Booth Id:
CELL028
Category:
Cellular and Molecular Biology
Year:
2023
Finalist Names:
McCarthy, Ella (School: Ponte Vedra High School)
Abstract:
Alzheimer’s disease (AD), amyotrophic lateral sclerosis (ALS), and frontotemporal dementia (FTD) are all classified as neurodegenerative disorders. In many neurodegenerative diseases, TDP-43 leaves the nucleus and can be found aggregating in the cytoplasm of a cell. Mitochondria were selected as a target in this experiment because depolarization of the mitochondria's membrane potential can lead to apoptosis, linking this organelle to many neurodegenerative disorders. The first goal is to investigate whether mitochondrial clustering in TDP-43 knockout cells is due to the TDP-43 depletion from the nucleus. The second goal is to determine if mitochondrial clustering leads to mitochondrial dysfunction in TDP-43 knockout cells. The third goal is to identify mitochondrial genes that are differently expressed in HeLa knock-out cells compared to wild-type cells. When comparing the WT and TDP-43 KO HeLa cells, we observed a clustering of the mitochondria as well as a fragmentation of the mitochondrial network, visualizing through microscopy. Our studies showed that TDP-43 was able to successfully rescue the splicing in the TDP-43 KO HeLa cells after transfection; however, mutants of TDP-43 were not able to rescue this splicing.
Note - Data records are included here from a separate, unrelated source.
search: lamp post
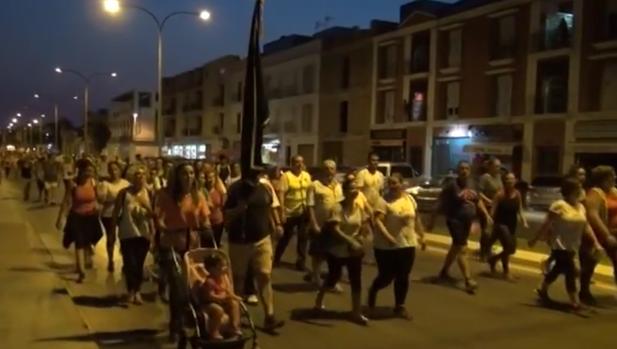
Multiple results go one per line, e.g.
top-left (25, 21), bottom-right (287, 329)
top-left (55, 67), bottom-right (118, 153)
top-left (103, 0), bottom-right (211, 148)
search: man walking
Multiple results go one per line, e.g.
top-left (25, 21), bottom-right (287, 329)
top-left (225, 170), bottom-right (284, 332)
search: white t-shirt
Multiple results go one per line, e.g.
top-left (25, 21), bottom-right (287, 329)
top-left (549, 200), bottom-right (587, 251)
top-left (97, 179), bottom-right (130, 218)
top-left (307, 180), bottom-right (344, 227)
top-left (118, 189), bottom-right (152, 240)
top-left (356, 168), bottom-right (384, 207)
top-left (373, 194), bottom-right (418, 250)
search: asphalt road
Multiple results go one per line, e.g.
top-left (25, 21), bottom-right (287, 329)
top-left (0, 179), bottom-right (617, 349)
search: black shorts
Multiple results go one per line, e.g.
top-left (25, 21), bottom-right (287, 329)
top-left (446, 219), bottom-right (471, 246)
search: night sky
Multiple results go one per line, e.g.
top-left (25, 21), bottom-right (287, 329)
top-left (0, 0), bottom-right (452, 127)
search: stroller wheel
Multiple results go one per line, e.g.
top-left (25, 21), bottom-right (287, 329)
top-left (178, 335), bottom-right (187, 349)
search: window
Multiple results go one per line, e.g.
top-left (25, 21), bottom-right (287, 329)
top-left (406, 80), bottom-right (428, 121)
top-left (540, 1), bottom-right (574, 50)
top-left (375, 90), bottom-right (396, 124)
top-left (236, 81), bottom-right (242, 102)
top-left (536, 58), bottom-right (569, 114)
top-left (339, 101), bottom-right (349, 133)
top-left (341, 56), bottom-right (351, 89)
top-left (378, 45), bottom-right (397, 79)
top-left (410, 31), bottom-right (431, 74)
top-left (491, 16), bottom-right (516, 59)
top-left (495, 75), bottom-right (512, 116)
top-left (446, 82), bottom-right (461, 119)
top-left (302, 65), bottom-right (315, 94)
top-left (302, 103), bottom-right (313, 133)
top-left (448, 29), bottom-right (463, 67)
top-left (139, 92), bottom-right (152, 108)
top-left (218, 113), bottom-right (225, 134)
top-left (535, 146), bottom-right (561, 176)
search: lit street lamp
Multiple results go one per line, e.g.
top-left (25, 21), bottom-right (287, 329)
top-left (103, 0), bottom-right (211, 144)
top-left (55, 67), bottom-right (118, 153)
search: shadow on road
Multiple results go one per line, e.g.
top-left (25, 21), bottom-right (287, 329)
top-left (73, 295), bottom-right (128, 308)
top-left (35, 329), bottom-right (164, 349)
top-left (272, 282), bottom-right (319, 293)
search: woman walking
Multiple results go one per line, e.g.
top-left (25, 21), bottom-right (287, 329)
top-left (56, 159), bottom-right (103, 282)
top-left (529, 178), bottom-right (602, 310)
top-left (368, 174), bottom-right (425, 320)
top-left (98, 161), bottom-right (130, 272)
top-left (315, 175), bottom-right (368, 325)
top-left (109, 165), bottom-right (154, 305)
top-left (155, 163), bottom-right (210, 340)
top-left (488, 172), bottom-right (528, 281)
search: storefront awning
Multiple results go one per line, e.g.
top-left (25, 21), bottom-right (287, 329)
top-left (463, 143), bottom-right (517, 156)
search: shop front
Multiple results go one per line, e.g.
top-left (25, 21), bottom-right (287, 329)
top-left (432, 125), bottom-right (523, 176)
top-left (371, 130), bottom-right (407, 162)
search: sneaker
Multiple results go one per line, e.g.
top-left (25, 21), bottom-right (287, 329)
top-left (394, 306), bottom-right (413, 321)
top-left (465, 279), bottom-right (478, 294)
top-left (264, 315), bottom-right (285, 332)
top-left (351, 314), bottom-right (368, 326)
top-left (578, 292), bottom-right (598, 306)
top-left (244, 294), bottom-right (259, 305)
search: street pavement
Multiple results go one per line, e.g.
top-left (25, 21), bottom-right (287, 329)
top-left (0, 179), bottom-right (617, 349)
This was shown by performing a western blot and staining with NUP188 and EGFP. Membrane potential of the KO cells was lower than that of the WT, this depolarization can trigger neuronal death. Flow cytometry showed the membrane depolarization through staining WT and TDP-43 KO HeLa cells with TMRM. Our results supported our hypothesis as many mitochondrial genes and characteristics were differently expressed with the absence of TDP-43 splicing.